EPA says it’ll ensure safety of Ghana nuclear power

The Environmental Protection Agency (EPA) Wednesday gave a firm assurance that it is working with the Nuclear Regulatory Authority to ensure all safety procedures are followed for a successful national nuclear programme.

The nuclear power programme is seeking to build and manage a nuclear plant to produce affordable electricity in a safe and environmentally friendly manner for socio-economic development.

Mr Kwabena Badu-Yeboah, the Acting Director of Environmental Assessment and Management at the EPA, in an interview with the Ghana News Agency, said the Agency had been involved in the nuclear programme since its inception.
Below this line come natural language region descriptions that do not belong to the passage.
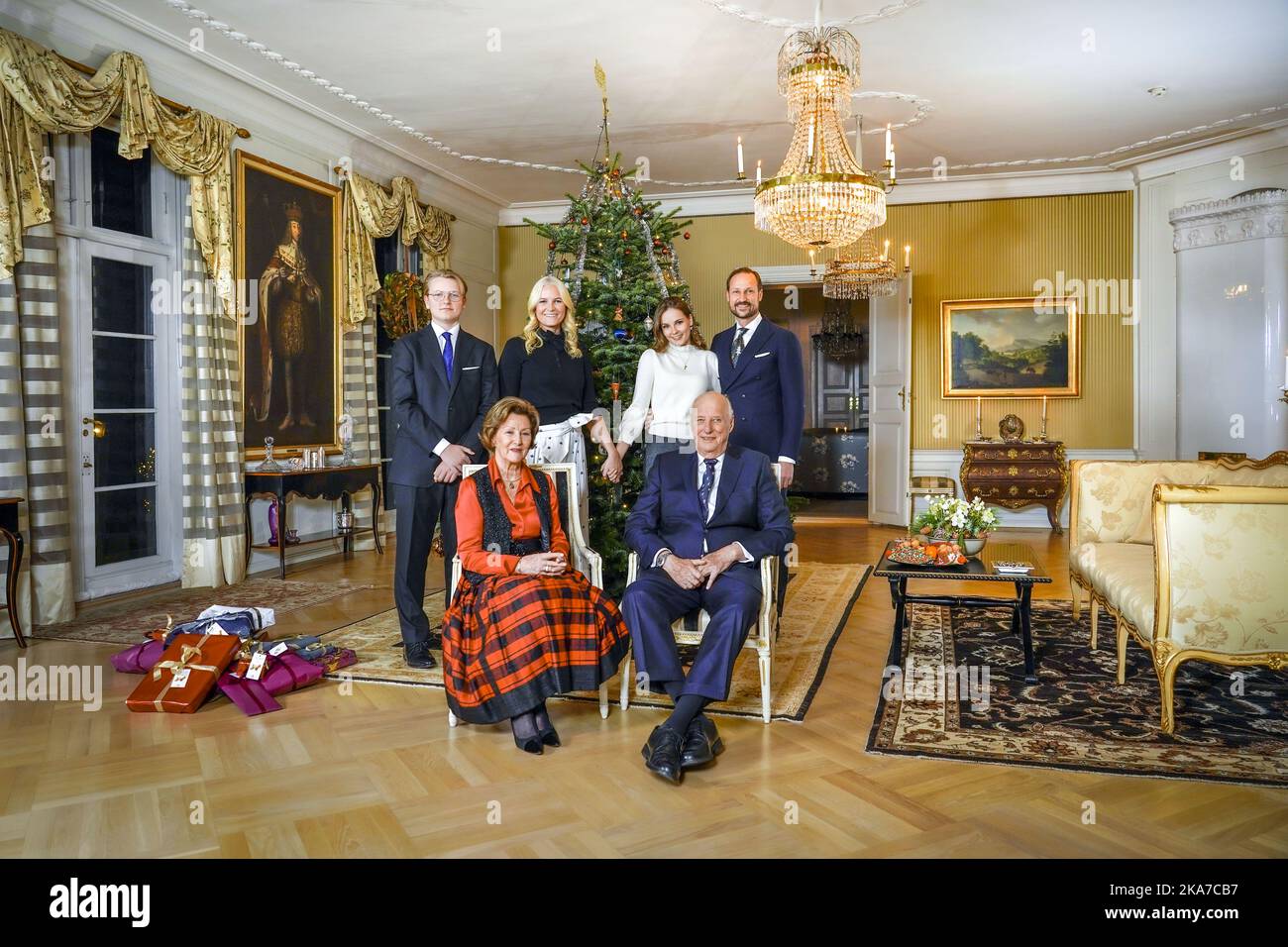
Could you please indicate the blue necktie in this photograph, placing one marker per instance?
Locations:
(737, 347)
(708, 482)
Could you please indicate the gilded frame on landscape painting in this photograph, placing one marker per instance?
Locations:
(1010, 348)
(287, 248)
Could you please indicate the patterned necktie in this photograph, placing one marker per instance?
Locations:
(708, 482)
(737, 346)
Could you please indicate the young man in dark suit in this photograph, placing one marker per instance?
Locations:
(761, 373)
(442, 381)
(700, 526)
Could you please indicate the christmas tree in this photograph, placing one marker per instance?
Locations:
(614, 252)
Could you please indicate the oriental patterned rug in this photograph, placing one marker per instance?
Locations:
(1228, 729)
(819, 598)
(127, 621)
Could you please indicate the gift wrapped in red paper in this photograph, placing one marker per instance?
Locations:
(184, 676)
(282, 673)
He said EPA actively participated in the phase one of the three-milestone approaches towards the introduction of nuclear power, which included pre-feasibility study, assessment of infrastructure, financing, technology to be deployed, safety, security, and siting.
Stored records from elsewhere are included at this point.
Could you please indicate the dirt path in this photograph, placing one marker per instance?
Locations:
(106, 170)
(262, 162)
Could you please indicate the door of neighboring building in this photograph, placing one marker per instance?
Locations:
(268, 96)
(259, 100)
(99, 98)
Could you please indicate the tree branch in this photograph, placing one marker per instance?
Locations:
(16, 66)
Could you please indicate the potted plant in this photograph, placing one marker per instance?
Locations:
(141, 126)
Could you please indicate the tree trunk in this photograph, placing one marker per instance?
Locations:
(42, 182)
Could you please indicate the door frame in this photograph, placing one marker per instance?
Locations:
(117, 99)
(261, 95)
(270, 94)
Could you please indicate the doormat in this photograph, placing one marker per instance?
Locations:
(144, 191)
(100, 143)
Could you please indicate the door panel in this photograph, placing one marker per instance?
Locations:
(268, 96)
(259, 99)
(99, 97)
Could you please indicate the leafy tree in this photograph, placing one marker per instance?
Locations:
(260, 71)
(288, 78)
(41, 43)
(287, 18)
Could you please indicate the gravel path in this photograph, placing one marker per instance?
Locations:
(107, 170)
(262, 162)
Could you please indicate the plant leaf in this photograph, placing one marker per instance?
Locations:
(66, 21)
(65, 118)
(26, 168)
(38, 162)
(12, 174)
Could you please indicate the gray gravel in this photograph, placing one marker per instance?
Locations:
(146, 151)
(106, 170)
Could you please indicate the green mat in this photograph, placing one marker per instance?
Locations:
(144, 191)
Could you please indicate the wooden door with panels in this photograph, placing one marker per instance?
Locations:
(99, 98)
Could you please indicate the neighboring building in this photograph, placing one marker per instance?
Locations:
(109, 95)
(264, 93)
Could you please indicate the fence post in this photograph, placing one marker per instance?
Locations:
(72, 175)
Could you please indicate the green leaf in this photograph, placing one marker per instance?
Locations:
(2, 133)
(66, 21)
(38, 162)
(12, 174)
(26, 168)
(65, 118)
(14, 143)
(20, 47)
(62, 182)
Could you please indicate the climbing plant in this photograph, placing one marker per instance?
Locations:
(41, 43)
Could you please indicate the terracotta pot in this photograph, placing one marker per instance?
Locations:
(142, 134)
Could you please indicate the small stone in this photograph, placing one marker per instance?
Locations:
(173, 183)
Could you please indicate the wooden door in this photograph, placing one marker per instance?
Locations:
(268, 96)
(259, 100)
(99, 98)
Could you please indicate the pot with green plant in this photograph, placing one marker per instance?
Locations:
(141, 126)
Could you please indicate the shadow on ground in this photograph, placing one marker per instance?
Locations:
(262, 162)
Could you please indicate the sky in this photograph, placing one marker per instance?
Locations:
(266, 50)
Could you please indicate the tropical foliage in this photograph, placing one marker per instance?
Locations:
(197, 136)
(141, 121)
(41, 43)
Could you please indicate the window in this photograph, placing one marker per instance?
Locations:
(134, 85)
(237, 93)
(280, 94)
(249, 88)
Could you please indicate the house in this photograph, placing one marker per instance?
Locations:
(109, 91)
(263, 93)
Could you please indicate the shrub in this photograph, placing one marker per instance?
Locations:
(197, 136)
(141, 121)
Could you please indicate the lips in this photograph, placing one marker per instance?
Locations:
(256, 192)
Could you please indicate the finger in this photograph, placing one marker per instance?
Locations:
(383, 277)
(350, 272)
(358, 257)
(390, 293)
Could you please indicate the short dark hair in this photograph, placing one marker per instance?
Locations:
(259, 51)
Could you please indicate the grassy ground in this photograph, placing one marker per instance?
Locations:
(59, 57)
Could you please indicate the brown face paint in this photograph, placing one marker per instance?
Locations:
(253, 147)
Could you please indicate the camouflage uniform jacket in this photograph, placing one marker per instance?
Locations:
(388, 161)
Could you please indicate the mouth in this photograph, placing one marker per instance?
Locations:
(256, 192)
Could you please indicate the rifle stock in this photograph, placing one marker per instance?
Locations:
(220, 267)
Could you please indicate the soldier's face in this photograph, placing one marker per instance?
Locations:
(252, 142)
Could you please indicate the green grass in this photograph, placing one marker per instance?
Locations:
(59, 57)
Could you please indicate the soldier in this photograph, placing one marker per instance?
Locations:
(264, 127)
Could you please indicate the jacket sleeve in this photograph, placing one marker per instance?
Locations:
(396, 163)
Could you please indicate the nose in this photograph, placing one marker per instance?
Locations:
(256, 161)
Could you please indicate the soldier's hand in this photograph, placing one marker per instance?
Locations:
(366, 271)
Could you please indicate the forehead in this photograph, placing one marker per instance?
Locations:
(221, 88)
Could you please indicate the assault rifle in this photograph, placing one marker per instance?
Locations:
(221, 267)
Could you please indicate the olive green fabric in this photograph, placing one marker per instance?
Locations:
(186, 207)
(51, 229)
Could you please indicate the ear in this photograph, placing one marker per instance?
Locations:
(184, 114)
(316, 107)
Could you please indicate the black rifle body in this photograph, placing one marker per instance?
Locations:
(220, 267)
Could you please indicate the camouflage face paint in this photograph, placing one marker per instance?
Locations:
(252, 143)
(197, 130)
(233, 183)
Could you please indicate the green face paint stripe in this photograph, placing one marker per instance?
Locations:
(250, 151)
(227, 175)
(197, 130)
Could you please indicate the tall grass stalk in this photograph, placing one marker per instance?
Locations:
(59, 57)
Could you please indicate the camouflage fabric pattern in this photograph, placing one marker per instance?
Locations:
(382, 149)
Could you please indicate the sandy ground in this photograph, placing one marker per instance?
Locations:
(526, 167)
Mr Badu-Yeboah recalled that as part of the phase one a team paid a working visit to South Africa for members to be abreast of the management of the nuclear power plant.
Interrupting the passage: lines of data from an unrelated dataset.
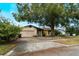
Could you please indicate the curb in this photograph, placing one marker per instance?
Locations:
(8, 53)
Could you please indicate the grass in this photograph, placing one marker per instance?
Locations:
(4, 48)
(69, 40)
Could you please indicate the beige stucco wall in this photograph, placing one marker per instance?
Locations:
(29, 32)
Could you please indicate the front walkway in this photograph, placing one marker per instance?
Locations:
(27, 45)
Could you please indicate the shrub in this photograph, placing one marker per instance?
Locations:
(8, 31)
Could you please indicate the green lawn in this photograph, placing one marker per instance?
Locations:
(6, 48)
(69, 40)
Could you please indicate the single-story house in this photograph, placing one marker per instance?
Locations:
(33, 31)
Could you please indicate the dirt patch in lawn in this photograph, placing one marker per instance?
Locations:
(4, 48)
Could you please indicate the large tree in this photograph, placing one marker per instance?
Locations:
(44, 14)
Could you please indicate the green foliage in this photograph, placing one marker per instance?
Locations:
(8, 31)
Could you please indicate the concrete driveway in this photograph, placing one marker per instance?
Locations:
(42, 47)
(27, 45)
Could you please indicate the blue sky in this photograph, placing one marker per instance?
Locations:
(7, 9)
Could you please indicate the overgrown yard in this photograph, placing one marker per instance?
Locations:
(4, 48)
(69, 40)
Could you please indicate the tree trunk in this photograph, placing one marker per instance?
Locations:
(52, 30)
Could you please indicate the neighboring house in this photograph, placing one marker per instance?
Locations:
(33, 31)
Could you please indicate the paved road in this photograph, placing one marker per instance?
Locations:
(64, 51)
(32, 45)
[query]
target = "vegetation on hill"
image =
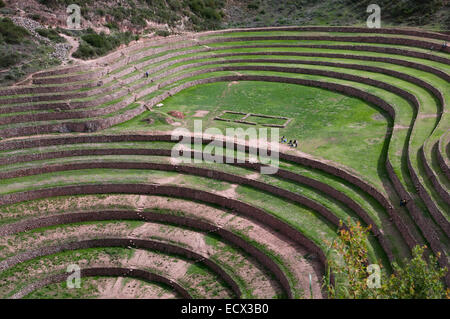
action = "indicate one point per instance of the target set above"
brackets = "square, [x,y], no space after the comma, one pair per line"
[418,278]
[93,45]
[123,20]
[19,54]
[11,33]
[430,13]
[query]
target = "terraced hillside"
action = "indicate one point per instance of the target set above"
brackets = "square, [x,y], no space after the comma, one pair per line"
[88,177]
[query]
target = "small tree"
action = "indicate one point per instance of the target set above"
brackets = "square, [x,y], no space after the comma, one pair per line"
[351,272]
[418,279]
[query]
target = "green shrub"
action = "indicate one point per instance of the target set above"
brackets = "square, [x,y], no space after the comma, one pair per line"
[12,33]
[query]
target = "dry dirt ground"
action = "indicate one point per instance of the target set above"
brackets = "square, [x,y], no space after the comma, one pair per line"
[292,255]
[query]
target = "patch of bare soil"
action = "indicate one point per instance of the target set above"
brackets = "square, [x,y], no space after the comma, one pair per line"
[293,256]
[128,288]
[291,253]
[229,193]
[177,114]
[172,122]
[426,116]
[400,127]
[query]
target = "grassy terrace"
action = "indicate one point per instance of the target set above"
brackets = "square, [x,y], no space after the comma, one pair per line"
[340,130]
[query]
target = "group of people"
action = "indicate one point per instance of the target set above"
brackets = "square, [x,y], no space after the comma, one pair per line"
[443,47]
[290,143]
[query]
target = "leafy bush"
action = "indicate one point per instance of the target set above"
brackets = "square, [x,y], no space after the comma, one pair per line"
[51,34]
[12,33]
[419,278]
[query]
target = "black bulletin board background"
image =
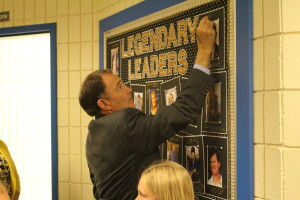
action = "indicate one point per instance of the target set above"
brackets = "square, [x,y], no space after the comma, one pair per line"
[204,133]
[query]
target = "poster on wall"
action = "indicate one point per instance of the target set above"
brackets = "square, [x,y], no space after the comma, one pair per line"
[155,60]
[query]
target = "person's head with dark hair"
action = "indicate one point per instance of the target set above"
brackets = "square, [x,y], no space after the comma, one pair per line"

“We are prepared for the establishment of a nuclear plant and I can guarantee the safety and security of it. People should not entertain fears of accidents similar to the ones that occurred in some jurisdictions years ago. We are taking the utmost safety standards with all stakeholders, including the International Atomic Energy Agency, for a successful programme,” he said.

The EPA, he noted, had shared information on safety and was constantly working with the Nuclear Regulatory Authority (NRA) to ensure compliance.

Mr Badu-Yeboah said the EPA and the NRA would soon sign a memorandum of understanding (MoU) to provide a platform for a seamless relationship in the management and protection of the environment.

“Under the MoU, parties shall take critical look at the NRA Act 895, EPA Act 490, Act 917 and other laws related to the environment, radiation protection and their existing regulation, and identify all areas of co-operation,” he said.

The pact would collaborate the decommissioning of nuclear facilities as well as the review and approval of the decommissioning plan, where the EPA would, particularly, be interested in the final disposal, Mr Badu-Yeboah said.

The MoU would require the constituting of a seven-member committee to prepare specific environmental assessment procedures for a nuclear power plant, he said.

Mr Badu-Yeboah said nuclear energy was the cleanest source of power essential for sustainable economic growth and improved human welfare.

Comparing Nuclear energy and other power generation sources, he said nuclear energy provided access to reliable and affordable energy, mitigating the negative impacts of climate change.

“A nuclear reactor produces electricity in much the same way as other power plants. The chain reaction produces the energy, which turns water into steam. The pressure of the steam turns a generator, which produces electricity,” he explained.

Currently there are more than 400 commercial reactors operating in more than 30 countries including the United States of America, France, Russian, South Korea, Spain, United Arab Emirates and Sweden.